Periodic Reporting for period 1 - LeukoScreen (AI-based leukemia detection in routine diagnostic blood smear data)
Reporting period: 2023-12-01 to 2025-05-31
The LeukoScreen project set out to explore how artificial intelligence (AI) can support clinical diagnosis by automating the evaluation of blood smear images. The goal was to shorten the time from sample collection to diagnosis and treatment, reduce the burden on healthcare professionals, and make expert-level cytological assessment more broadly available – including in low-resource settings.

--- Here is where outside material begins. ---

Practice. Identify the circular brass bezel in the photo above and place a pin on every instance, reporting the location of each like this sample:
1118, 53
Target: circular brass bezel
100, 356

To achieve this, the project developed cAItomorph, a transformer-based AI model trained on a real-world dataset from the Munich Leukemia Laboratory (MLL), one of Europe’s leading diagnostic centers for blood cancers. The project focused not only on technical performance but also on explainability and clinical utility. It aimed to demonstrate that state-of-the-art AI can identify a wide range of hematological malignancies based on peripheral blood cell morphology, even under the noisy and heterogeneous conditions of routine diagnostics.
Building on previous research from my ERC Consolidator Grant, the project team developed and validated a novel AI model – cAItomorph – using a vision transformer architecture pre-trained on hematology-specific data. The model was trained in a weakly supervised way using only patient-level labels and achieved 68 ± 1% accuracy across seven disease categories, with particularly high sensitivity for acute leukemia and myeloproliferative neoplasms. cAItomorph also demonstrated interpretability through cell- and pixel-level attention maps, revealing diagnostic features in individual cells.
The model was calibrated to provide probability estimates for clinical decision support and evaluated for its potential to reduce unnecessary bone marrow aspirations. A key achievement was showing that the model could lower the false discovery rate in this context from 13.8% to 12% without missing any acute leukemia cases.
A complete manuscript has been finalized and will be submitted to a peer-reviewed open access journal shortly. Code, test data and model weights will be made publicly available to ensure reproducibility and to support follow-up research.
While most prior AI approaches worked only on curated datasets or limited disease classes, cAItomorph generalized to 23 diagnostic entities grouped into 7 categories in a real-world setting. It identified acute leukemia and myeloproliferative neoplasms with high accuracy, explained its predictions in human-understandable ways, and showed clinical utility by reducing unnecessary invasive procedures.
The results have immediate impact for digital pathology and hematology, providing a path toward automation of routine cytology. They also offer a proof-of-concept for deploying foundation models in biomedical diagnostics. For further uptake, next steps include a prospective validation study and assessment of commercialization routes such as licensing to microscope vendors or integration into clinical software.
In addition, the open availability of code and data will allow researchers worldwide to benchmark their methods and improve upon them. With its focus on real-world impact, reproducibility, and translational potential, LeukoScreen lays the groundwork for AI-supported diagnostics in hematology and beyond.